Why Study This?
Knowing the bones and the bumps on the bones is critical for the following:
1. Being able to identify PALPABLE LANDMARKS, and therefore, predict where you would find underlying/associated organs and structures (this would be called topography).
2. Being able to succinctly describe locations of fractures/lesions
3. Being able to identify structures on radiographs
4. Understanding where muscles attach in order to know normal aspects of movement
Many of the pages in this lesson will use a sequence of images. You can recognize an image series by the number series and arrows underneath an image. To optimize your use of these image series :
1. To move through the image series, USE YOUR FORWARD AND REVERSE KEYBOARD ARROWS. Do NOT use your mouse if at all possible.

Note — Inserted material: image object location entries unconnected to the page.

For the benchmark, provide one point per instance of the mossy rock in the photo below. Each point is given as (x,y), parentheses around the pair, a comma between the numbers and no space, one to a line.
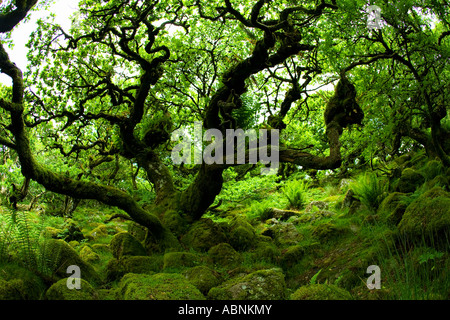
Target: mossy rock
(124,244)
(428,215)
(266,251)
(160,286)
(432,169)
(59,255)
(89,255)
(17,283)
(203,278)
(259,285)
(203,235)
(137,231)
(60,291)
(116,269)
(392,209)
(327,231)
(50,232)
(242,234)
(292,256)
(410,180)
(168,242)
(224,255)
(174,222)
(101,231)
(176,260)
(283,233)
(438,181)
(71,232)
(321,292)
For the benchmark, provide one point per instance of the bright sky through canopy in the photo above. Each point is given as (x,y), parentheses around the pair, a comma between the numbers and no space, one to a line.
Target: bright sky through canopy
(63,9)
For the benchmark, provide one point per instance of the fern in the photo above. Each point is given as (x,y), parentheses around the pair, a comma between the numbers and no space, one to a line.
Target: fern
(295,191)
(21,240)
(370,190)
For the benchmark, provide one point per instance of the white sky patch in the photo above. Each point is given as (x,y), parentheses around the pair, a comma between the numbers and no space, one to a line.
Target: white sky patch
(63,9)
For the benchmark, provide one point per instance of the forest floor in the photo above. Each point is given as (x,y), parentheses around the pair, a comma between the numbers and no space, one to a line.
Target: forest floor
(269,239)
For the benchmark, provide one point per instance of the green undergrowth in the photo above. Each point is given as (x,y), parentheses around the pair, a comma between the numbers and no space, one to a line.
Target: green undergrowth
(316,238)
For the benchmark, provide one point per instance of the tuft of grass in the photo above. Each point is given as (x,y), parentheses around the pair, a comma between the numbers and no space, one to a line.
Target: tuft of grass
(295,192)
(370,190)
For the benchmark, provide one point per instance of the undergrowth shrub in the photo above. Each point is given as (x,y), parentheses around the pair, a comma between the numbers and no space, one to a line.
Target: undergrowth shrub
(370,190)
(21,241)
(295,192)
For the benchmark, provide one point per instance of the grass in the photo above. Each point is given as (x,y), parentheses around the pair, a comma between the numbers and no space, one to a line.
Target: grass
(295,192)
(370,190)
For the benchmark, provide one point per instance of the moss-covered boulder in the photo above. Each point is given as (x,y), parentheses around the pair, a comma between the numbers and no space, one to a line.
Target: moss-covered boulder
(327,231)
(428,215)
(174,221)
(242,234)
(432,169)
(17,283)
(410,180)
(176,260)
(292,256)
(117,268)
(203,235)
(259,285)
(283,233)
(59,255)
(71,232)
(167,242)
(60,291)
(101,231)
(224,255)
(321,292)
(89,255)
(160,286)
(203,278)
(124,244)
(266,251)
(392,208)
(137,231)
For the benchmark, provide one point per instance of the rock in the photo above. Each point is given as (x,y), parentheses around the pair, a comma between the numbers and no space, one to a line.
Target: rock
(53,233)
(59,255)
(71,232)
(88,255)
(98,232)
(259,285)
(392,209)
(242,234)
(175,260)
(174,222)
(203,235)
(349,199)
(224,255)
(321,205)
(283,233)
(428,215)
(123,244)
(344,184)
(166,243)
(327,231)
(137,231)
(321,292)
(292,256)
(17,283)
(266,251)
(60,291)
(116,269)
(203,278)
(410,180)
(160,286)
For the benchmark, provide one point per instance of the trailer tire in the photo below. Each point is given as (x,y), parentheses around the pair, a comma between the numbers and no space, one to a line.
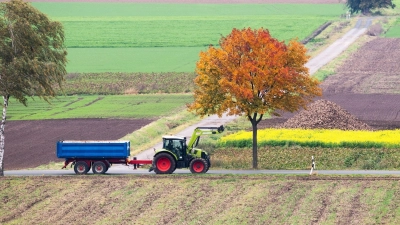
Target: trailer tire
(208,164)
(99,167)
(164,163)
(198,165)
(81,168)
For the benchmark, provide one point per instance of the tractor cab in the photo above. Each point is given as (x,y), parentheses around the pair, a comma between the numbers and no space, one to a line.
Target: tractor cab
(176,145)
(176,154)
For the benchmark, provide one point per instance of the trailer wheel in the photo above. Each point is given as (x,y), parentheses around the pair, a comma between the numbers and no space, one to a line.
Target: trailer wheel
(164,163)
(208,164)
(81,168)
(198,165)
(99,167)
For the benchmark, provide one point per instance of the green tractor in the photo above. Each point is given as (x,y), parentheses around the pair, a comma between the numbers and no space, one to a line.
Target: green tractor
(176,154)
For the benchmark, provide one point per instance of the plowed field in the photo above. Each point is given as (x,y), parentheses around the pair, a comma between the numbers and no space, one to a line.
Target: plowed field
(33,143)
(367,85)
(373,69)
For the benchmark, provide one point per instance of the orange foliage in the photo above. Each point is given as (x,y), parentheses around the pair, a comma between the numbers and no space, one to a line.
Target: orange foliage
(253,73)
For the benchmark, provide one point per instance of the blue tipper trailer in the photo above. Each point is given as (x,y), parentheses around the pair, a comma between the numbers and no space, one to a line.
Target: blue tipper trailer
(98,155)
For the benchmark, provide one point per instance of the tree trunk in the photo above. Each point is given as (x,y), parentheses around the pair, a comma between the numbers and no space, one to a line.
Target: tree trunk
(254,121)
(2,126)
(255,156)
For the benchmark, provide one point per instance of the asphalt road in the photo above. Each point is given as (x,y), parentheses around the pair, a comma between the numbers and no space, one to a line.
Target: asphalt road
(314,64)
(128,170)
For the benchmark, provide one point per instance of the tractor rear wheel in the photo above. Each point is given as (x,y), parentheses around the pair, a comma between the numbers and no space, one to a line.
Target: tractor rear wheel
(99,167)
(164,163)
(198,165)
(81,168)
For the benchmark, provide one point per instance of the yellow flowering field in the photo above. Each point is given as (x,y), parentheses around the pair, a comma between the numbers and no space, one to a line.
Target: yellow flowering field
(314,138)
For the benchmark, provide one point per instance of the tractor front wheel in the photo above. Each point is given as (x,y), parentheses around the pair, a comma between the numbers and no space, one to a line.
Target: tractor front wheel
(164,163)
(198,165)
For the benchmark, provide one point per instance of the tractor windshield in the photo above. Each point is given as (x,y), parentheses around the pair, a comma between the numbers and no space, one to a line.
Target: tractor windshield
(174,145)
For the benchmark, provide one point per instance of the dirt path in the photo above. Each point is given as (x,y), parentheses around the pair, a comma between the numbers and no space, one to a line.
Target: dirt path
(339,46)
(314,64)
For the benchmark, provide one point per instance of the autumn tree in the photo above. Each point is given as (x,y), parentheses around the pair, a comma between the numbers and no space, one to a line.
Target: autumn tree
(32,56)
(365,6)
(252,74)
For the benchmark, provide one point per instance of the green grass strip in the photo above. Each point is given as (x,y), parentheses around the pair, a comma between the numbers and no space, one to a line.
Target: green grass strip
(315,138)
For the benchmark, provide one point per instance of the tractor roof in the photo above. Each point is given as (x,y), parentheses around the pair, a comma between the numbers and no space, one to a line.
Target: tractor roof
(174,137)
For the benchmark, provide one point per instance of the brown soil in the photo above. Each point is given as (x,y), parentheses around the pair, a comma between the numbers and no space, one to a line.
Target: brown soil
(324,114)
(379,111)
(33,143)
(373,69)
(367,85)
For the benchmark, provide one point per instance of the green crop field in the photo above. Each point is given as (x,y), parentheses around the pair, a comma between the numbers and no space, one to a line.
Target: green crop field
(97,106)
(394,30)
(129,37)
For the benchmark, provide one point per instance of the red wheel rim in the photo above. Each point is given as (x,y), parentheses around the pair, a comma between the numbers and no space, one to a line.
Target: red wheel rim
(99,168)
(81,168)
(198,167)
(163,164)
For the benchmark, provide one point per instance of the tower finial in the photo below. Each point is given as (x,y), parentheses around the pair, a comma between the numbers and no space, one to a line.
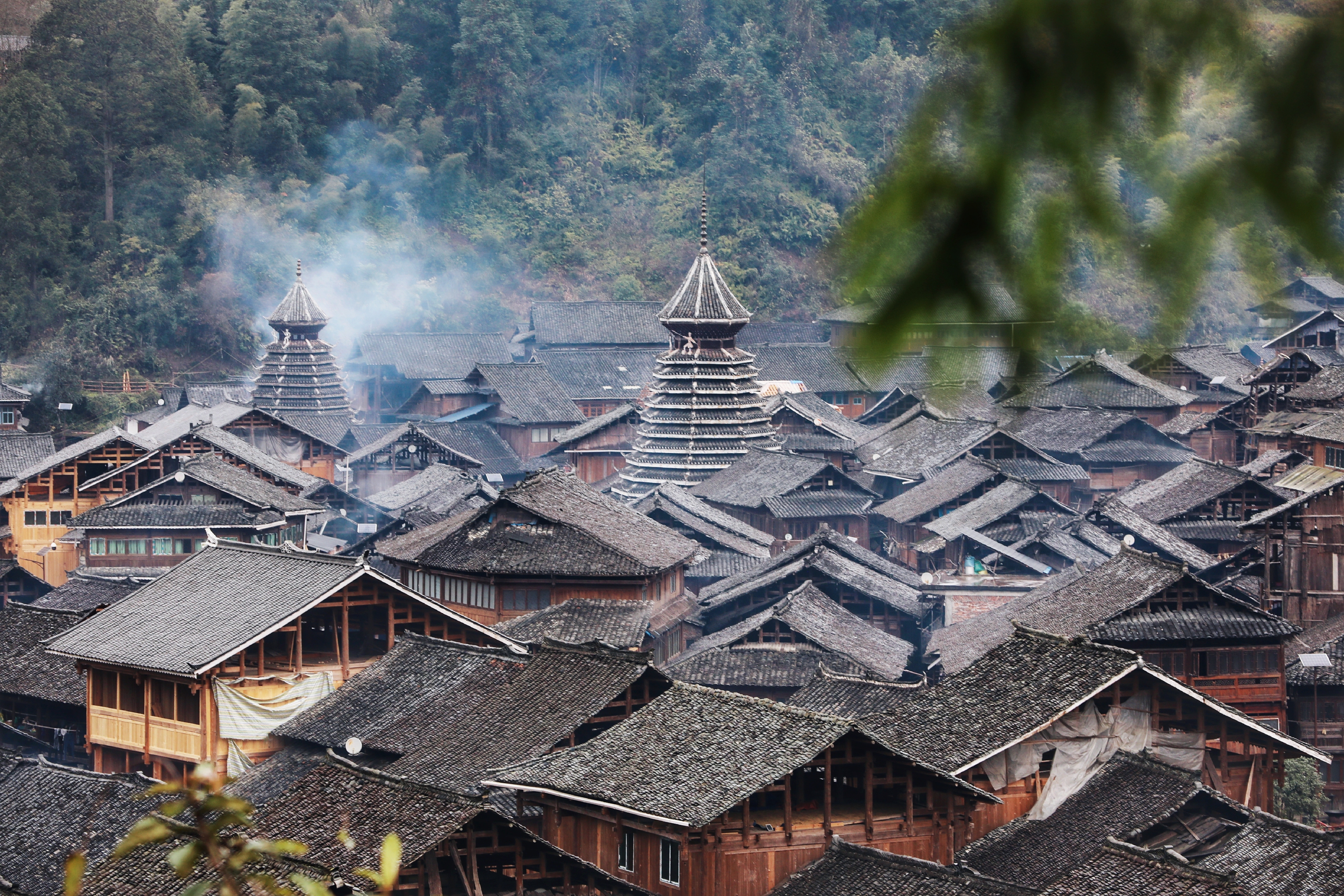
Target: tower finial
(705,221)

2. When you first load the page it will often take about 15 seconds or so for larger image sequences to load. Evidence all of the images have not yet loaded are "disappearing" images when you attempt to navigate through the series with the keyboard arrows.
3. Once all of the images have loaded you are ready to go! Proceed forward and backward at whatever speed you desire, noting important objectives. To proceed at "live speed" continuously press on an arrow.
4. If you desire you can increase the display size of an image series by changing your web browser zoom.
5. Once you have loaded your sequence it will be retained in your cache. When you return to that page there will not be a delay in loading (until you delete your cache or hit a complete page refresh [i.e. F5]).
6. The time it takes to load a series depends on:
++++A. The quality of your internet connection
++++B. The length of the image series. Some CT scans might take 30-45 seconds.